Our findings support the hypothesis that the subtests of the WAIS-III can reflect a TBI patient’s ability to RTW early and that follow-up evaluations of ability are important for early RTW in these patients. The ability to resolve a new problem, short-term memory, and maintenance of information processing are reflected by the Letter-Number Sequencing subtest. The ability to perform social judgment based on common sense is reflected by the Comprehension subtest.
Grauwmeijer et al reported that in patients with moderate or severe TBI, the rate of RTW between 3 months and 1 year following injury was higher than that of RTW between 1 and 3 years after injury [27]. Thus, we should consider that RTW can be difficult over time.

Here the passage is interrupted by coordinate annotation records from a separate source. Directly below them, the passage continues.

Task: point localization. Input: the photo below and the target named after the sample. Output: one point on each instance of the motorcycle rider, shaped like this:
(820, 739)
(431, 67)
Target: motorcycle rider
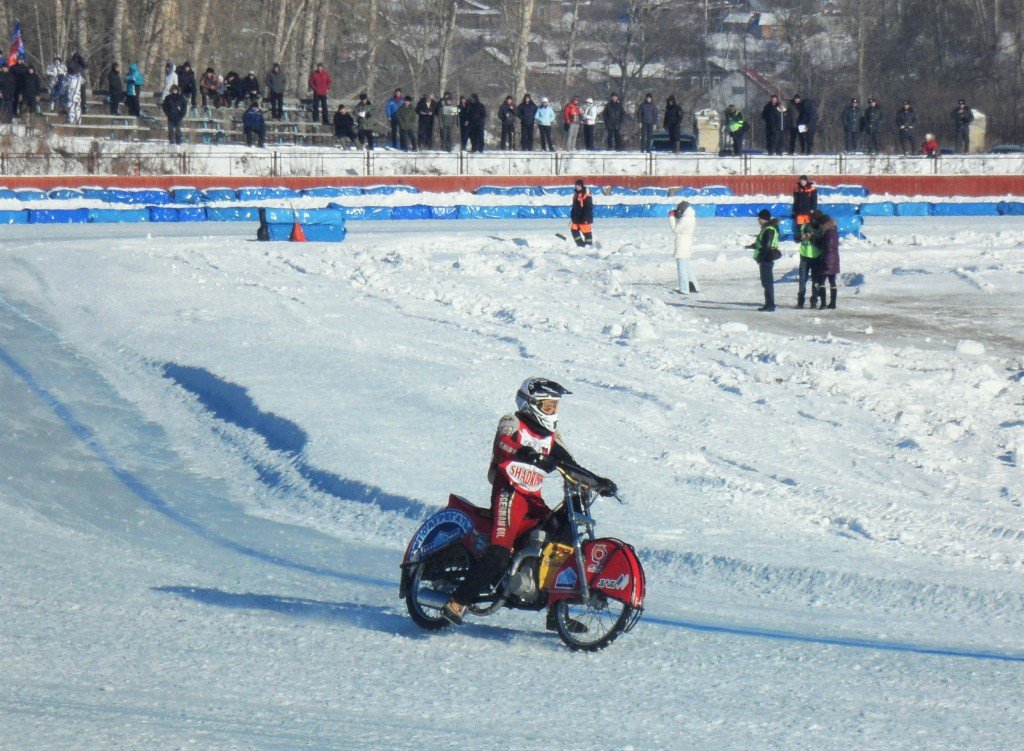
(526, 447)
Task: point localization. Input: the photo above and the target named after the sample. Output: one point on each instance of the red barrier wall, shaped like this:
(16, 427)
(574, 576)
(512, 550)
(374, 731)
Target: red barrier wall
(741, 185)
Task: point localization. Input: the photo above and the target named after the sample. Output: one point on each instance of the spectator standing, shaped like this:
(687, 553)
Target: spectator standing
(766, 253)
(825, 236)
(450, 122)
(793, 116)
(614, 116)
(683, 220)
(426, 112)
(673, 122)
(963, 117)
(850, 118)
(591, 112)
(507, 117)
(407, 125)
(735, 123)
(906, 124)
(871, 125)
(476, 118)
(170, 79)
(647, 116)
(55, 73)
(254, 123)
(187, 83)
(208, 87)
(773, 116)
(365, 121)
(276, 84)
(807, 126)
(572, 116)
(115, 88)
(344, 126)
(175, 107)
(545, 119)
(320, 84)
(391, 113)
(133, 87)
(526, 112)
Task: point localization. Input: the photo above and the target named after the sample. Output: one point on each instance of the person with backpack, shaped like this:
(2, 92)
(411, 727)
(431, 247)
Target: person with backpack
(766, 252)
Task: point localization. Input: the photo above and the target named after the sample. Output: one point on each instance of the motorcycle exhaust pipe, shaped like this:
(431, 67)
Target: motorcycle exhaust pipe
(432, 598)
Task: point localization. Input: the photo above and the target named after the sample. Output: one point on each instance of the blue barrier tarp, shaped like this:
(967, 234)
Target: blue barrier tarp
(313, 233)
(416, 211)
(163, 213)
(232, 213)
(305, 216)
(13, 217)
(974, 208)
(64, 194)
(882, 208)
(266, 194)
(118, 216)
(58, 216)
(913, 208)
(1011, 208)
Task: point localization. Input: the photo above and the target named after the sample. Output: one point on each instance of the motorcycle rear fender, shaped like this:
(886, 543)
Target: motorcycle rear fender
(612, 568)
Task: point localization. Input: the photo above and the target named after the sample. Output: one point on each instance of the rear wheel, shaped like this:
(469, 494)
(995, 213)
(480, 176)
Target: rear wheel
(602, 618)
(438, 575)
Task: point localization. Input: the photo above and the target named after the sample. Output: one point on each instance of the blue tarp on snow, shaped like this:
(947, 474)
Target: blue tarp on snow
(58, 216)
(266, 194)
(219, 194)
(64, 194)
(13, 217)
(882, 208)
(192, 213)
(313, 233)
(416, 211)
(163, 213)
(332, 192)
(118, 216)
(232, 213)
(913, 208)
(387, 190)
(973, 208)
(1011, 208)
(305, 216)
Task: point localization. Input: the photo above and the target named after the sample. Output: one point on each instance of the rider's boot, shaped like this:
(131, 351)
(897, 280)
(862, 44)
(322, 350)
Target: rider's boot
(571, 625)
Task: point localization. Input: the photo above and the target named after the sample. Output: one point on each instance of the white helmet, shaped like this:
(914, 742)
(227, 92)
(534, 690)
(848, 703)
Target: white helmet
(531, 395)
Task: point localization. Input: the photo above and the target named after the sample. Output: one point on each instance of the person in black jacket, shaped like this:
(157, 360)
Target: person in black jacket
(186, 82)
(526, 112)
(175, 108)
(906, 126)
(507, 117)
(773, 114)
(582, 215)
(614, 116)
(475, 116)
(673, 122)
(344, 126)
(115, 88)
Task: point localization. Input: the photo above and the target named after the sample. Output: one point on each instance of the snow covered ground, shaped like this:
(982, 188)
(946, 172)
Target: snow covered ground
(215, 451)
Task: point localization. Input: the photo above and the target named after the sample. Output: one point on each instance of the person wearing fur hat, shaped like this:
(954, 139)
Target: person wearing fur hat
(683, 220)
(582, 215)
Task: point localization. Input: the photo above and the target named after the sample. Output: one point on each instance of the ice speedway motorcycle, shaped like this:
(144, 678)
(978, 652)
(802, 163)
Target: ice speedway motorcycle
(596, 582)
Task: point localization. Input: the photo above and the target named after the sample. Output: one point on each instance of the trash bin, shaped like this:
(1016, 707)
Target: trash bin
(976, 133)
(708, 130)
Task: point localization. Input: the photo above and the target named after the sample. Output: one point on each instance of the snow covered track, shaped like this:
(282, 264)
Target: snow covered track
(215, 452)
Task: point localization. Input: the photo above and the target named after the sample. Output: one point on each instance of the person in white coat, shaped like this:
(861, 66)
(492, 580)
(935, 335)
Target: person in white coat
(683, 220)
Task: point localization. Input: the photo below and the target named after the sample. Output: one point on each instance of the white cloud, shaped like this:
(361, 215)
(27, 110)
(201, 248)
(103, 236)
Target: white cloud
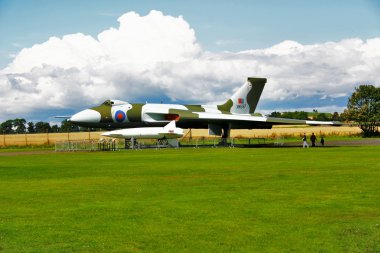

Whitnall et al. examined the factors inhibiting RTW in patients with TBI over a 5- to 7-year follow-up period. In the first year, the inhibiting factors were age, education, rehabilitation period, and productivity before injury. In the second year, age and productivity before injury were inhibiting factors. In the third year, age and functional independence measures were determined to be inhibiting factors. In the fourth year, age, especially age > 40 years, was an inhibiting factor [40]. Thus, regardless of the patient’s recovery over time, age might be a limiting factor for a successful early RTW. In our study, the average patient age was 41.7±11.0 years, which is higher than that reported in previous studies (Cattellani et al.: 24.5 and 22.8 years for the SRTW-G and USRTW-G, respectively; Green et al.: 39.98±14.91 years). This could be attributed to the fact that 25%of Japan’s population is older than 65 years [21, 41]. One study reported the importance of medical rehabilitation and community-based support to promote positive outcomes over the life span in patients with TBI [42]. Furthermore, due to the aging population, we may have to help older patients RTW. Consequently, future studies on RTW in TBI patients should be conducted in older individuals.
Study limitations
This was a retrospective study that evaluated the ability for early RTW in TBI patients. Our findings can help patients return to their usual social lives. However, this study had some limitations with regard to the prediction of RTW based on IQ using the WAIS-III. Because IQ reflects the patient’s current abilities and weaknesses, we can use it to create a rehabilitation plan and set personalized goals. However, several factors, such as the patient’s life and work, must be considered. The statistical analyses of this study included education, productivity be-fore injury, acute condition, rehabilitation period and details, family economic situation, psychological well-being, and regular follow-up of neuropsychological testing. To promote RTW following TBI, greater individual assessment is required [43–46]. Future studies are required to analyze these data accordingly. Furthermore, the reassessment of follow-up procedures is required to provide continuous support and evaluate changes in ability over time in patients with TBI.
Conclusion
This study confirmed that the Comprehension and Letter-Number Sequencing subtests of the WAIS-III reflect the ability for early RTW in patients with TBI. Solving a new problem, using short-term memory, processing information, and performing social judgment based on common sense from past experiences are important abilities for vocational rehabilitation following TBI. The outcomes of this study could enable the formulation of rehabilitation plans and political goal setting for patients attempting early RTW.
Conflict of interest
The authors declare no conflicts of interest.